For Ramsey County, the Met Council has the population about 9,900 people larger than the census estimates. The Met Council says St. Paul has about 4,800 more people than the census figures.
For Falcon Heights Mayor Randy Gustafson, who lives in one of the few metro cities that shrank according to the estimates from the Met Council and the census, there's an easy explanation. The city encompasses much of the St. Paul campus of the University of Minnesota, and when the school shifted to distance learning during the pandemic, students who otherwise would have moved into nearby housing stayed away. "That could give you a 200-person fluctuation pretty easily," said Gustafson.
There's agreement among the agencies that Lake Elmo is seeing tremendous growth, and that's no surprise to City Administrator Kristina Handt. A connection to the Met Council sewer system in 2016 opened the door to more development, and the city went from issuing 32 building permits in 2013 to 240 by 2016. That number has hovered between 250 and 300 every year since, she said.

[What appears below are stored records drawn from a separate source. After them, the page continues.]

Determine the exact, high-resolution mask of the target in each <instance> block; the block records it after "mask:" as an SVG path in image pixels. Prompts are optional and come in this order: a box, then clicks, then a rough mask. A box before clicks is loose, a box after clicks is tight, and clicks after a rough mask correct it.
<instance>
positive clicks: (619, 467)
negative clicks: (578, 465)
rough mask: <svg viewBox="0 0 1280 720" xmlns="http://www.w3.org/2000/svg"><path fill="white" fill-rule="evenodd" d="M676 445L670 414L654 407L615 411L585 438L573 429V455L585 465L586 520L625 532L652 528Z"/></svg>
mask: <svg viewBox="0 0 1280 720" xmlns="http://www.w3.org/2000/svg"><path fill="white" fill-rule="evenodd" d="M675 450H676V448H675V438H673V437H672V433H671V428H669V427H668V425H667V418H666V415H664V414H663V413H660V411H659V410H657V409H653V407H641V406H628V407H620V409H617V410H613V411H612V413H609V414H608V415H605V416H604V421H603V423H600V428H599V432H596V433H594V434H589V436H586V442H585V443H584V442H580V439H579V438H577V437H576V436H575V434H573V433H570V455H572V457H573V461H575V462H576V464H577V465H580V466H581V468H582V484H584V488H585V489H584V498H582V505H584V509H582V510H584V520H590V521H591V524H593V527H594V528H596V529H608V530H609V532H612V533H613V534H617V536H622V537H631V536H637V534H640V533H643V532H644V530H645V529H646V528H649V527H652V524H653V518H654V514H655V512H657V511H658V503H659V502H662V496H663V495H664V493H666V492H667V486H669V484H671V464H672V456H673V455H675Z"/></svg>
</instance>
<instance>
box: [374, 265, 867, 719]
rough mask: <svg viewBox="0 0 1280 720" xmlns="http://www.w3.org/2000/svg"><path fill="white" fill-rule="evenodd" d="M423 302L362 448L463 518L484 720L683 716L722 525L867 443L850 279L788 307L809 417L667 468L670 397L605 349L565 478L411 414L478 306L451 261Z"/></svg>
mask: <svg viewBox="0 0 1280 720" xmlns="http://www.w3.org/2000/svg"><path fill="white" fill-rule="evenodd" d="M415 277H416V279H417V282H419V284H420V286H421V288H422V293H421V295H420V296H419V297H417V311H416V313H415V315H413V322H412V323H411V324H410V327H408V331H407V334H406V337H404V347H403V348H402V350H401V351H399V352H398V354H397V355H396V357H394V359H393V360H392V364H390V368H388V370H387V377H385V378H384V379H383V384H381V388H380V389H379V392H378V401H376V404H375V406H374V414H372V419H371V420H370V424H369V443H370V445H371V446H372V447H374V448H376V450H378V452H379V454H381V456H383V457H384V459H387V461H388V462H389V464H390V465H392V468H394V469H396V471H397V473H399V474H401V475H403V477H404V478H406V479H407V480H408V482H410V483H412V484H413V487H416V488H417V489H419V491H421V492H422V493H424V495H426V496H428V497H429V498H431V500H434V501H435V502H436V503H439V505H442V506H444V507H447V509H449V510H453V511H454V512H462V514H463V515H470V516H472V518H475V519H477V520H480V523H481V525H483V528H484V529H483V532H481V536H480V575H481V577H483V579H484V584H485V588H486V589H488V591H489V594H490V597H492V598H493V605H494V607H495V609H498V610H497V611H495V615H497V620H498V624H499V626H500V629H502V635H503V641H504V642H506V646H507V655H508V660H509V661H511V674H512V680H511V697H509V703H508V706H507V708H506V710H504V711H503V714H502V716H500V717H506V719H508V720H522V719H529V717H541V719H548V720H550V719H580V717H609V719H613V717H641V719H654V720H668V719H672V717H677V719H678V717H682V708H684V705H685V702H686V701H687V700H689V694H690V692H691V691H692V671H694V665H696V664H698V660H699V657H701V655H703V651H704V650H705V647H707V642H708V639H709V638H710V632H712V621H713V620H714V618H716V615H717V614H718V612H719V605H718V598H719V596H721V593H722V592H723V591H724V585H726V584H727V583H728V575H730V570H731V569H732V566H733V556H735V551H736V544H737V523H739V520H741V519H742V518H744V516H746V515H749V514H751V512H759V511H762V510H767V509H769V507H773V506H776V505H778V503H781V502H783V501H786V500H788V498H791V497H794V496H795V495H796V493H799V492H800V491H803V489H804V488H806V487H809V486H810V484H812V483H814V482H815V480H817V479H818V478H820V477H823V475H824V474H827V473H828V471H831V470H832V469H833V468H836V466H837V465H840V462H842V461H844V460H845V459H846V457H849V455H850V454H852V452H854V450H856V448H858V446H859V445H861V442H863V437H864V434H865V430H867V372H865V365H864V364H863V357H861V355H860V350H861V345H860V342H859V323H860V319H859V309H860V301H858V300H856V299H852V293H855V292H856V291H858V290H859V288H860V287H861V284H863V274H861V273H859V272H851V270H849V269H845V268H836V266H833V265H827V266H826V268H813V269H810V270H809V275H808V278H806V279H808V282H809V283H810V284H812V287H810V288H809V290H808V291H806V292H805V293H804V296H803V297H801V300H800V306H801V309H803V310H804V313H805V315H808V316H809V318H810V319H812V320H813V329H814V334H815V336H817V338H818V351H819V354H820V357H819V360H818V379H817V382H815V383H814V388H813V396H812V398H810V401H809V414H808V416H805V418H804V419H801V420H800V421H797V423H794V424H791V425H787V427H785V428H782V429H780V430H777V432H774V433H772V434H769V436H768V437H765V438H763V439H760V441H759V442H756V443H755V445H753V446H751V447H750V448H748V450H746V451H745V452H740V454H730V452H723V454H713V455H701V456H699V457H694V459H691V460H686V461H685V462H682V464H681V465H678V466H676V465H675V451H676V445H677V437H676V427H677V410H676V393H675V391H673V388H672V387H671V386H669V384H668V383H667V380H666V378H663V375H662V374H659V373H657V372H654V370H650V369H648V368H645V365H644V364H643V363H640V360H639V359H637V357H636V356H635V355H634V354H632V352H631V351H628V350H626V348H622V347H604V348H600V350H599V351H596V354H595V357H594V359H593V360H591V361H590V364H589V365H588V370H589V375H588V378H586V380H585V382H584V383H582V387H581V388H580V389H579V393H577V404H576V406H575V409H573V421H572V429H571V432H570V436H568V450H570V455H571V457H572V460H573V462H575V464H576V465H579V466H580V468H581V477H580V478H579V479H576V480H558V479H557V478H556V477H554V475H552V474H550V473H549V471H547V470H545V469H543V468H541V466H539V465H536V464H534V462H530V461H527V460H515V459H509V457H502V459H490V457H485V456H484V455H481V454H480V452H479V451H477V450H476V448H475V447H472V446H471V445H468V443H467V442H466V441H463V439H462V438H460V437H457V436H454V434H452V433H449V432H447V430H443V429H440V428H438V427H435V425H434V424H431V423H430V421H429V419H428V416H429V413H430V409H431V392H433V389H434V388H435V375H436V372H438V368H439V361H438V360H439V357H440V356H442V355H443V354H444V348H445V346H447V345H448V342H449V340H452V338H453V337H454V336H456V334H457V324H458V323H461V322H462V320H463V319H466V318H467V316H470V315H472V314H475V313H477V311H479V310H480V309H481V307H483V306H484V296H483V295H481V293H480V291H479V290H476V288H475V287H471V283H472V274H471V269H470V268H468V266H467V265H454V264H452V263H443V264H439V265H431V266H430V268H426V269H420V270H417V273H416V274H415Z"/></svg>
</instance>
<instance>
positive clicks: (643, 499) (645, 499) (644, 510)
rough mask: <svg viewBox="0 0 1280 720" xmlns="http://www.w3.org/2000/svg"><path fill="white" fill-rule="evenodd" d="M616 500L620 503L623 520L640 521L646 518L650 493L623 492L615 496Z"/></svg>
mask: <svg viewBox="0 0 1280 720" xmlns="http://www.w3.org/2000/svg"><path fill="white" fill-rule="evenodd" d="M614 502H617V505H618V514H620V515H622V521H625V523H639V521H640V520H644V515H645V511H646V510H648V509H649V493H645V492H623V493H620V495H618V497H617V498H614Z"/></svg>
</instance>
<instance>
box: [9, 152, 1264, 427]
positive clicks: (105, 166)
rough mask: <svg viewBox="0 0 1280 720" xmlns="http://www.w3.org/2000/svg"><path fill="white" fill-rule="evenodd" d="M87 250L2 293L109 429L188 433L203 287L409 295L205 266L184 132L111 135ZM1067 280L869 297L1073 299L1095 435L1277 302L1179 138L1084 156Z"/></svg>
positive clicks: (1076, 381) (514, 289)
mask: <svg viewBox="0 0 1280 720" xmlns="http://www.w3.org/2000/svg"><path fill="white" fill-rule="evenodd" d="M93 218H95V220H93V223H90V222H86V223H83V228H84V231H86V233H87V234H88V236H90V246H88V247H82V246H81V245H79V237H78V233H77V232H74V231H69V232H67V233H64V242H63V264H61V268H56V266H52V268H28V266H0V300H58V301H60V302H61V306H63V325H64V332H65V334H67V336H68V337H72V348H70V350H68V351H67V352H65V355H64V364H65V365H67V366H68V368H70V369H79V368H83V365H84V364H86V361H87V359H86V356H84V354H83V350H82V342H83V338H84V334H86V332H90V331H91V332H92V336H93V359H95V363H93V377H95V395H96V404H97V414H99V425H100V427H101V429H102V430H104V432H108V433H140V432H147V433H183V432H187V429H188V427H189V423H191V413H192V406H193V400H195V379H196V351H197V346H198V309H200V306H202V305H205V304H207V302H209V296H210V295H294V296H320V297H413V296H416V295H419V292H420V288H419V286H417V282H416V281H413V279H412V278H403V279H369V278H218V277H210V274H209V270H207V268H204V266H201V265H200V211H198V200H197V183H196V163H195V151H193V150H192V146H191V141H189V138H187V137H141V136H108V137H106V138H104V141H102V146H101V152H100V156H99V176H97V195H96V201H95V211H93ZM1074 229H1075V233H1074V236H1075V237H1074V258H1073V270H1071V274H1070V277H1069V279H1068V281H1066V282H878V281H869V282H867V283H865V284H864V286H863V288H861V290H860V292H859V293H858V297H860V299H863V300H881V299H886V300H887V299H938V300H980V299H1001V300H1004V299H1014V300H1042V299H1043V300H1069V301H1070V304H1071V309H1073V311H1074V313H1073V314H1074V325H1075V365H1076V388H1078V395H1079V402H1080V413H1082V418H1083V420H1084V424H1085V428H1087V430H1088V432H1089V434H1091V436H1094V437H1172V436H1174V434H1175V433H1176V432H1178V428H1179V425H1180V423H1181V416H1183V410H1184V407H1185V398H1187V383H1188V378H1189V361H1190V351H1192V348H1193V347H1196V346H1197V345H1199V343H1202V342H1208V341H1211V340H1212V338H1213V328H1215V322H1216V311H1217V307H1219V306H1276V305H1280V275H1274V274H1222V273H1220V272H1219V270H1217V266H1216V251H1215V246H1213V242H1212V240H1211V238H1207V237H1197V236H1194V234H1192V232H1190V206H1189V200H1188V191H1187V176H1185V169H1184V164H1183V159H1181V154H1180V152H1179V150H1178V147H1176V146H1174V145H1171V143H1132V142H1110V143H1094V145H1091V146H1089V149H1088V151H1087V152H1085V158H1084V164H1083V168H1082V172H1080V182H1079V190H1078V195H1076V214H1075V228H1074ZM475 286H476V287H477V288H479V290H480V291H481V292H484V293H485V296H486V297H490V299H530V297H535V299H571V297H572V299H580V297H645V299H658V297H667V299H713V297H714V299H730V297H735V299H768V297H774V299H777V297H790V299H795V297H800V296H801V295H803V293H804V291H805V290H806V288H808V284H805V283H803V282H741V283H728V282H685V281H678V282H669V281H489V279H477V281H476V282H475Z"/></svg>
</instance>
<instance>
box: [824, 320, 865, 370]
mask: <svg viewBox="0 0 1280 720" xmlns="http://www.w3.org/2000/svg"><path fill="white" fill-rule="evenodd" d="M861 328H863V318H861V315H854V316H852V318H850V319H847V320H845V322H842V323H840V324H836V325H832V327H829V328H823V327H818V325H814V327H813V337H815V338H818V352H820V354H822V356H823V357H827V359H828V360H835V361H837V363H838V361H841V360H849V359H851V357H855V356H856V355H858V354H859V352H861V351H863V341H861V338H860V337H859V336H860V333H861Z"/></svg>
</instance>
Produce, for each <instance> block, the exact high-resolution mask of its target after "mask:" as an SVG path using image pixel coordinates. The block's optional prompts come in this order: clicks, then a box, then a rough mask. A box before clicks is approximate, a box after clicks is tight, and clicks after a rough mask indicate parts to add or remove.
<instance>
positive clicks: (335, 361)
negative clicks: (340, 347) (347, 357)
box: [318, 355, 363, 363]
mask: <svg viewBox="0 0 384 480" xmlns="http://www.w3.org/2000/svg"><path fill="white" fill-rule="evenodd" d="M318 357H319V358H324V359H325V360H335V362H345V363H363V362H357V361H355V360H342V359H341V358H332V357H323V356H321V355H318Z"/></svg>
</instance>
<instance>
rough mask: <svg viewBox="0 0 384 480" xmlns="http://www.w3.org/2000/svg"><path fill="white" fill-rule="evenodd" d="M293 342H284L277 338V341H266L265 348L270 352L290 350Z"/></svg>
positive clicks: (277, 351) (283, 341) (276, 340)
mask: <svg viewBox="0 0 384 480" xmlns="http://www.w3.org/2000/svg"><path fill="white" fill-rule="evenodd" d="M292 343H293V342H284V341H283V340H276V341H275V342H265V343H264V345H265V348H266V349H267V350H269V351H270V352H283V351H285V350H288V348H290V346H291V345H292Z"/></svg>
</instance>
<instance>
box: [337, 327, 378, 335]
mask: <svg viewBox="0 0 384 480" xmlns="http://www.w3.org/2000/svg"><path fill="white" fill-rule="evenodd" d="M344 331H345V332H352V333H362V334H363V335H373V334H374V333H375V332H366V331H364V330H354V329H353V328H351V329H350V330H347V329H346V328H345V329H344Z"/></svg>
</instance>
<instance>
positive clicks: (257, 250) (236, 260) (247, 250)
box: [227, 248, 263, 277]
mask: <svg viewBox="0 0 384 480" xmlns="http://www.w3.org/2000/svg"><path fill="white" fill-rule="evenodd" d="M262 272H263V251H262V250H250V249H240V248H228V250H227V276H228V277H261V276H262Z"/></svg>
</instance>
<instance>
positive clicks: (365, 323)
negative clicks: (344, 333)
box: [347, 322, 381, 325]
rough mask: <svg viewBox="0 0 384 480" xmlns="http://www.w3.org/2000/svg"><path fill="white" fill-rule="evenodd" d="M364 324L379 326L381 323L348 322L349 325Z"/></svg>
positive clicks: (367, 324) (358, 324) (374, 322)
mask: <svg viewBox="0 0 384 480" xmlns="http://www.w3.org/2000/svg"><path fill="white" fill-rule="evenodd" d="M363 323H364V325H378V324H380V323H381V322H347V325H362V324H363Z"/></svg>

"Our farm fields are being turned into housing units," said Handt. The city's location just 15 minutes from downtown St. Paul with its bucolic charm and lakes have drawn so many new residents that the city has had to put a partial moratorium on construction until it can resolve an ongoing problem with its water supply.
"Some residents feel that we're growing too fast," said Handt. "From a city perspective, outside of our water issues, we feel we've been able to keep up pretty well."